Today, while I stir soap, I am remembering my grandmother, Fleecy Lavinia Caston, and am grateful for how she passed the old ways down to me when I was a girl: about soap-making, about tatting and sewing, and especially how to take threadbare scraps and bits of fabric and put them together with cotton thread and a silver needle so tiny you could barely see it, all in hopes of making something beautiful and functional as a quilt. One winter afternoon when I was four, she showed me how to make a doll from a cotton diaper, embroidering the face by hand, using yarn for hair, wrapping it all into a blanket remnant so I had a baby doll which, at that age, I wanted very much. I thought it was a miracle. I hope I thanked her for it.
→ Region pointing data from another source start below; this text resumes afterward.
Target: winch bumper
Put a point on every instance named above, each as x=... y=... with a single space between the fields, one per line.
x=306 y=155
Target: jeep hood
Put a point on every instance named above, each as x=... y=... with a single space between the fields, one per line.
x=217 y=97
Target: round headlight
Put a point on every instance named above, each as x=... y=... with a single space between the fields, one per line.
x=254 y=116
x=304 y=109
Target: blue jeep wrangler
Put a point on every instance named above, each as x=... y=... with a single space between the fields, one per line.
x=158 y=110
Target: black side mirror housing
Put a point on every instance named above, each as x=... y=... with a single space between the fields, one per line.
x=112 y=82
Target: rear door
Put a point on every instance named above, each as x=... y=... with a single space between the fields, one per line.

My grandmother never had much, not in the years I knew her anyway, but she certainly knew how to be grateful for the things she did have: for good friends, for a simple home-cooked meal like turnip greens, and for a piece of sweet cornbread crumbled into a cold glass of buttermilk. She saved her pennies and, once a month or so, we'd put on our "walking shoes" and walk to the Woolworth's where she'd buy herself a spool of tatting thread and treat me to rock candy on a stick. She knew the value of a clean conscience and a good night's sleep and a peaceful heart and I think she may have passed a longing for those things along to me, though I admit here to you today that those lessons were slow in coming to me.
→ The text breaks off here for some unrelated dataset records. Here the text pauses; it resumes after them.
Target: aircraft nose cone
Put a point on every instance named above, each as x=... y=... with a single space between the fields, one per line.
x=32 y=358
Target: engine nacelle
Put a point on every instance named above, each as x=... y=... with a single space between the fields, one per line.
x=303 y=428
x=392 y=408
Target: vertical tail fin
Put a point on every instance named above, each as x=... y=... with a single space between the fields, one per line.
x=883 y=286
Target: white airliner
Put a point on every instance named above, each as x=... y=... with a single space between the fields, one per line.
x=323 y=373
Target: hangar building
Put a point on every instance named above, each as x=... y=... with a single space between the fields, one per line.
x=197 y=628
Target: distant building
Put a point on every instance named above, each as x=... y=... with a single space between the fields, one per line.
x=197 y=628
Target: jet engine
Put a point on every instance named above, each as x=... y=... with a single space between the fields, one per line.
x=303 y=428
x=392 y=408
Today, I'm recalling that, as much as she taught me how to piece and quilt, how to make soap and "make do," she also taught me about being kind to others, about minding my manners, about being thankful, and about how mercy is sometimes better than justice. It isn't that she talked to me about any of these things directly; rather, I watched her live these things out in front of me as I grew from being a small girl into young womanhood. She was kind to everyone we encountered in our walks and in the stores or at the post office, even kind to people who weren't always so kind to her. She delighted in people, with ALL their quirks. She never forgot to thank the people who held the door for her or bagged her groceries, those who complimented her, or those neighbors who brought her a potted geranium or slice of pie. And she always liberally dished out mercy for me when she might have just as easily judged me. I appreciated that about her most of all, I think. I was awkward, shy, prone to blushing and stammering, easily flustered and frustrated, and she acted as if I were the smartest, most clever, best thing she'd ever had come into her life. Everyone needs someone like that in a childhood, and I was fortunate to have her. I know that now; I knew it then.
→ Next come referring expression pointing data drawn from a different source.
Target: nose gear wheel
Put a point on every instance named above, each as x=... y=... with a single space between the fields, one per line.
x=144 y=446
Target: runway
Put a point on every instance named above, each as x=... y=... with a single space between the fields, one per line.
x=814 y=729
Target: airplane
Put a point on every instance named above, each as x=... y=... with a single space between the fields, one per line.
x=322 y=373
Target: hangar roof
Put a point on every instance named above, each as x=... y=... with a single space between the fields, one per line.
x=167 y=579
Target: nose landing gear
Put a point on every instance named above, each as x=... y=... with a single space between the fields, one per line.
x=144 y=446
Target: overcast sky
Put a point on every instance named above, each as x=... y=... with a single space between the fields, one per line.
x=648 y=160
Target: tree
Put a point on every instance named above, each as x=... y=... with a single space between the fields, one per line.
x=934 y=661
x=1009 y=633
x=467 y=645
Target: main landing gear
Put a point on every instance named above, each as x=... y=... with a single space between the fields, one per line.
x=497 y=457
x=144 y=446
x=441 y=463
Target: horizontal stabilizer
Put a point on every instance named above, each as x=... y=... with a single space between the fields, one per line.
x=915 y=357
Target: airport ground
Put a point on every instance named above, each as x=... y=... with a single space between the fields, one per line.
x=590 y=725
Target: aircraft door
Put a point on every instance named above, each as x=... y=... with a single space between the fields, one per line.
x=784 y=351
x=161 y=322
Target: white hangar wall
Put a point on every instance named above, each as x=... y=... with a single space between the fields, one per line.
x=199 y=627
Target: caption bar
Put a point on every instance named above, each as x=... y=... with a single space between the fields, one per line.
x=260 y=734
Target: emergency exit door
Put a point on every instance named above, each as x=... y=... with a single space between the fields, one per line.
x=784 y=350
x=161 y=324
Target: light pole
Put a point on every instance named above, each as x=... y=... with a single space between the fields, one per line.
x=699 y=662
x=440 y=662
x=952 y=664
It's only natural that I think of her today, here in my old farmhouse kitchen in central Pennsylvania, bare-footed, measuring (haphazardly) the goats milk and the fragrance oils, stirring the hot soap mix in a warped aluminum pan until the soap is smooth and milky and setting up, then pouring it into molds. Even when I am the only one home, I am never alone on days when I make soap: I imagine her back to me as I stir and pour, imagine hearing again her gravelly voice as she leans over the cookstove muttering, Umm-umm. Now THAT'S something to write home about.